HARRISBURG, Pa. (Erie News Now) — There are some critical investments for Pennsylvania’s $132.5 billion agriculture industry in Governor Josh Shapiro’s proposed budget. Some key investments include $34 million to continue the fight against avian flu.
Pennsylvania’s $7 billion poultry industry has been hit hard by the avian flu, as have egg prices. The proposed funding adds $25 million dollars in grants for affected poultry farmers to recover losses from the avian flu.
Many of the proposals provide the same levels of funding as previous years, which is a welcomed sight for some Republicans.
“There is a lot in the ag world, I appreciate they left a lot of those lines that we fight to put back in, those are in there,” said Rep. Clint Owlett (R-Tioga/Bradford).
Shapiro’s proposal fully-funds the PA Farm Bill for the fifth year at nearly $14 million. The PA Farm Bill is a comprehensive package of initiatives and funding to grow a more resilient agriculture industry, while also reducing barriers for the next generation of farmers.

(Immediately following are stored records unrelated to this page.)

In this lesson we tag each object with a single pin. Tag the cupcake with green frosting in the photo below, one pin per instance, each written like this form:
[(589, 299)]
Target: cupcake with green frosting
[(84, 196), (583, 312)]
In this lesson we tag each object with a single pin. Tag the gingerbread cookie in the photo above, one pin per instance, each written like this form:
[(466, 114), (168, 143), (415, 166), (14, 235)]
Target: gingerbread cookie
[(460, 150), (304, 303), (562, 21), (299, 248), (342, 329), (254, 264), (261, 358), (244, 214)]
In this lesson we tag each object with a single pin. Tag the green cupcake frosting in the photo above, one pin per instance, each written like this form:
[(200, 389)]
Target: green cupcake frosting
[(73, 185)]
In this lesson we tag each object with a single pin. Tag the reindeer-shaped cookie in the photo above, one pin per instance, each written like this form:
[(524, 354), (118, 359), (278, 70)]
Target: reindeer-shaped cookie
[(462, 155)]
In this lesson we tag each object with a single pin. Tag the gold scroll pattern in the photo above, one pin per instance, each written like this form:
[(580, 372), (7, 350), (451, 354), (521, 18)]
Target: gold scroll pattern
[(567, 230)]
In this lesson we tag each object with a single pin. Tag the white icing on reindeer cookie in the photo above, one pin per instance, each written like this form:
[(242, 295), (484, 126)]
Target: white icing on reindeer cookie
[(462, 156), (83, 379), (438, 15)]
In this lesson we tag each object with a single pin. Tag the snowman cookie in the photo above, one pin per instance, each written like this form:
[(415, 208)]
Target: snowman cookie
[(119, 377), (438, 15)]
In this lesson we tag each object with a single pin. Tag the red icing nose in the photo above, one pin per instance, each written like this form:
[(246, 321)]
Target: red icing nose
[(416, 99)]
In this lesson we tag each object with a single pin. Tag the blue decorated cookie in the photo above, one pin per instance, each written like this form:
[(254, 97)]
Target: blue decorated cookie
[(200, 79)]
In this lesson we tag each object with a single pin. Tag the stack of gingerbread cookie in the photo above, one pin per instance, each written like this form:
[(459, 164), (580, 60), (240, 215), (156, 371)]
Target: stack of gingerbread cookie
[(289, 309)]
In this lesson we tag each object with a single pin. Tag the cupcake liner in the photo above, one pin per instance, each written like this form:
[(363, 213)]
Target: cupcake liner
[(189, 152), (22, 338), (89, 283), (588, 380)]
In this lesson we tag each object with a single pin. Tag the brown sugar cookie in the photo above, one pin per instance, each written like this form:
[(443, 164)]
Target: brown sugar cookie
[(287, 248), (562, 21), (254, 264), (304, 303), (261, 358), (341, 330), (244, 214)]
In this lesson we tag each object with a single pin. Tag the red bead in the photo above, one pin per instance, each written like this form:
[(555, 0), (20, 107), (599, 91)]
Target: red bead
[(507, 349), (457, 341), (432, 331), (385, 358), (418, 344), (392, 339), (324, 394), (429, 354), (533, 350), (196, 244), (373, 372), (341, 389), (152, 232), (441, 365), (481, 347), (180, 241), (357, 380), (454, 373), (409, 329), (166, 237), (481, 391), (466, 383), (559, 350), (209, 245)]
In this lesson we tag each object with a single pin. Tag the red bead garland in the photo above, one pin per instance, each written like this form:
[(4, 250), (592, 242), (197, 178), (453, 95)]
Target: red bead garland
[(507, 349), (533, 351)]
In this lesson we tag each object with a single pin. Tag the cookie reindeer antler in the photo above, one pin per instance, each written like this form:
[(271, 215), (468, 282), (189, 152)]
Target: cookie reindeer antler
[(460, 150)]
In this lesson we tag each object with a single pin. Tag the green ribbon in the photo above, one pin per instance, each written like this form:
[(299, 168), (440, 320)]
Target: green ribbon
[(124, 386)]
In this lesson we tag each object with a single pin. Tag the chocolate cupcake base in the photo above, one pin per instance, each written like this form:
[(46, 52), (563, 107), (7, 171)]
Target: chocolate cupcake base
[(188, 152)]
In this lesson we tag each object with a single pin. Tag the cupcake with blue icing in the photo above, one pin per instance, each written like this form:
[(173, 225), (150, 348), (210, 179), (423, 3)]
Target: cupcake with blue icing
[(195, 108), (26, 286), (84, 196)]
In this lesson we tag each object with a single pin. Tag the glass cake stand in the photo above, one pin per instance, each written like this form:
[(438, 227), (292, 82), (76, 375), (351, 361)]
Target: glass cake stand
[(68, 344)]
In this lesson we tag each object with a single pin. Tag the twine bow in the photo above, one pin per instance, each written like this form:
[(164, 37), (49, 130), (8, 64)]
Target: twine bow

“Growing and maintaining Pennsylvania’s $132.5 billion agriculture industry takes targeted, thoughtful investments and resources for innovation,” said Agriculture Secretary Russell Redding. “Governor Shapiro’s proposed budget makes it clear that he values Pennsylvania farmers and the hard work we do to keep Pennsylvanians safe and keep them fed. We look forward to working with the Governor, General Assembly, and our industry partners throughout the budget process,” he added.
Mental health in the agriculture industry was another priority included in Shapiro’s proposal. According to the administration, farming has some of the highest rates of suicide of any occupation. Shapiro’s proposal invests $200,000 to provide support services such as a mental health hotline, specialized trainings, and outreach to the agricultural community.
Food security was another important topic. Federal emergency benefits for the Supplemental Nutrition Assistance Program (SNAP) recently expired. Now, Shapiro is proposing a new state investment in SNAP to raise the minimum monthly benefit by 50-percent.